= Alexander Gurning =

Belgian pianist, composer and improviser (born 1973)

Alexander Gurning (born 1973) is a Belgian pianist, composer and improviser.

==Early life and education==
Born to both Polish and Indonesian parents, Alexander Gurning studied at the Royal Conservatory of Brussels. After completing his studies, he became an assistant in the class of Russian pianist Evgeny Moguilevsky for three years. Soon after, Gurning moved to Moscow to attend further classes with Lev Naumov and Victor Merzhanov at the Moscow Conservatory.

==Career==
Gurning has appeared in festivals such as the Progetto Martha Argerich in Lugano, the Schleswig-Holstein Musik Festival in Germany, the Festival International de Piano de la Roque d'Anthéron in France, the Sapporo Music Festival in Japan, the International Piano Festival of Obidos (Portugal), the Saratoga Chamber Music Festival, the Tanglewood Music Festival (United States) and the Verbier Festival in China.

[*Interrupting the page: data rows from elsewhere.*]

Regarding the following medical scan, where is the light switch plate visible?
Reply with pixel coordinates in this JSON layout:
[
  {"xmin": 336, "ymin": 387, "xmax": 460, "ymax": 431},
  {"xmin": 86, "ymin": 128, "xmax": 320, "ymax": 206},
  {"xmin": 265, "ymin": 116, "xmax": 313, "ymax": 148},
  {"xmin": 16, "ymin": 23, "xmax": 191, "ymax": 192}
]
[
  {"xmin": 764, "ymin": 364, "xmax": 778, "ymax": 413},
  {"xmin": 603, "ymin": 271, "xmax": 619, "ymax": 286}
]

Gurning has played with the Boston Symphony Orchestra, the Philadelphia Orchestra, the Orchestra della Svizzera Italiana, the Orchestre Philharmonique de Radio France, the Orchestre National de Belgique, the Orchestre de Chambre de Lausanne with conductors such as Myung-Whun Chung, Charles Dutoit, and Christian Zacharias.

The recording career of Gurning started with a ‘Choc’ award from Le Monde for his first solo album, in the series 'Martha Argerich Presents', with works of Stravinsky and Debussy. Other recording collaborations include frequent appearances with various musicians in the annual EMI boxes made of live recordings from the Lugano Music Festival. Gurning received another award from the French magazine, Diapason, as pianist of the Talweg trio, together with Sébastien Surel (violin) and Sébastien Walnier (cello), for their Tchaikovsky/Shostakovich album released on Triton in 2008.

Gurning is also a founding member of the Soledad ensemble, specialized in renewing the tradition of tango. Together with Manu Comté (accordion and bandoneon), Jean-Frédéric Molard (violin), Patrick Schuyer (guitars) and Géry Cambier (bass), Soledad released their albums on Virgin Classics (Soledad and Del Diablo) and on ENja (In Concert).

In 2020, Gurning served as a judge of the AntwerPiano International Competition and Festival in Antwerp.